In Rwanda, many people have been working tirelessly to improve the lives of women. Though significant progress has been made, there is still much to do in order to achieve equality. One step in that direction was the allocation of Rwf 7.2 billion to the Ministry of Gender and Family Promotion in the 2017/2018 fiscal year. While money cannot change the way that women and their roles in society are viewed, it can help to implement programs that do just that.
Pamela Mudakikwa is the communications officer at the Ministry of Gender and Family Promotion. She explained that the money would be used to focus on the promotion of gender equality, to place family welfare at the center of national development, to fight gender-based violence, to promote and protect child rights, and to mobilize women to participate in development programs.

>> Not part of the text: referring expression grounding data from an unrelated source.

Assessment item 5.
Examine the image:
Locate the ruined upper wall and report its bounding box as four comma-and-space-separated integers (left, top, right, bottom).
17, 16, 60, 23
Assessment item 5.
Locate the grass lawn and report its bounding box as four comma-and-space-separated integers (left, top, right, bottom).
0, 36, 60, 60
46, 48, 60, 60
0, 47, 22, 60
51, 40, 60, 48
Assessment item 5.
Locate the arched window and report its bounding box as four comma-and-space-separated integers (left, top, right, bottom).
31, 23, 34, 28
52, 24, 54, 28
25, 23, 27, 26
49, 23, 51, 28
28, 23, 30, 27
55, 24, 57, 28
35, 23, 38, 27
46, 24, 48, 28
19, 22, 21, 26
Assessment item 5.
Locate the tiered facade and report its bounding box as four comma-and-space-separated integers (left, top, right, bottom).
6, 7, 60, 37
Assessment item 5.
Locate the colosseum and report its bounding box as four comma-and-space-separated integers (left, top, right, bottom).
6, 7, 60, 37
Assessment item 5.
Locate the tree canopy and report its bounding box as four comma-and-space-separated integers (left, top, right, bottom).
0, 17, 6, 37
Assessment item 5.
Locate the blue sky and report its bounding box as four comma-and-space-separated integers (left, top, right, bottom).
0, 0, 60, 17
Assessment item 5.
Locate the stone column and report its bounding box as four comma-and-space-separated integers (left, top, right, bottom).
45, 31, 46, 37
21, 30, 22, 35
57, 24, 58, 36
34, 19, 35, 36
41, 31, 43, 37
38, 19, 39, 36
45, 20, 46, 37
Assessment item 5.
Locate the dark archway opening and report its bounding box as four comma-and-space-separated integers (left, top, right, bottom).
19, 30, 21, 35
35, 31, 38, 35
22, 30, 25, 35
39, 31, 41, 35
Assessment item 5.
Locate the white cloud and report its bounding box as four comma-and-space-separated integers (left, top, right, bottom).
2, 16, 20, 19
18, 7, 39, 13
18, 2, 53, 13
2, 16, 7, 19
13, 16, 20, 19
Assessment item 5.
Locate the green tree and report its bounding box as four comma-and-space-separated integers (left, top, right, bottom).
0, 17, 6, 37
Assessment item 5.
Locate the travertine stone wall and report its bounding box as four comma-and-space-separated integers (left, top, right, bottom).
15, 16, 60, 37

In response to this allocation of funds, women’s activist Olive Uwamariya believes that celebration is in order. She explains that she has seen other countries promise to invest in women but ultimately fail to follow through. The allocation of money to the Ministry of Gender and Family Promotion, to Uwamariya, means that the Rwandan government plans to keep its promise to women.
Uwamariya observes, “So this shows how committed the government is and as much as a lot has already been done, the government recognises that not only do we need to secure the gains achieved in promoting gender equality, but we also need to continue addressing socio-economic inequalities that Rwandan women continue to face, especially rural women who are most vulnerable.”
Uwamariya points out the fact that many cases of violence against women go unreported, and that women and children often face violence within and out of their homes. While the allocated money can support programs to combat gender inequality, money alone cannot fix the problems that women face on a daily basis. To do this, it is important to address the root causes of gender violence and inequality, and to eradicate these roots in order to reach equality.
Caroline Namara, president of Rwanda Toastmasters International, observes on a more hopeful note, “Over the years, lives of women have been transformed from being victims to leading actors in both public and private sectors with the support of such a budget. With that, and looking at the budget this year, I have no doubt that more lives, especially for women and girls, are going to be affected positively. More opportunities and policies that support their growth will be reinforced and implemented.” Women in Rwanda have come a long way in regards to equality, and the budget for this fiscal year will play a huge role in ensuring that this trend continues positively.
Problems like gender inequality cannot be solved overnight; however, the steps that Rwanda is taking with its budget should help Rwandan women to continue to gain freedom and responsibility. And though money alone cannot solve inequality, the attitude behind the budget is a big part of what will finally give Rwandan women what they deserve.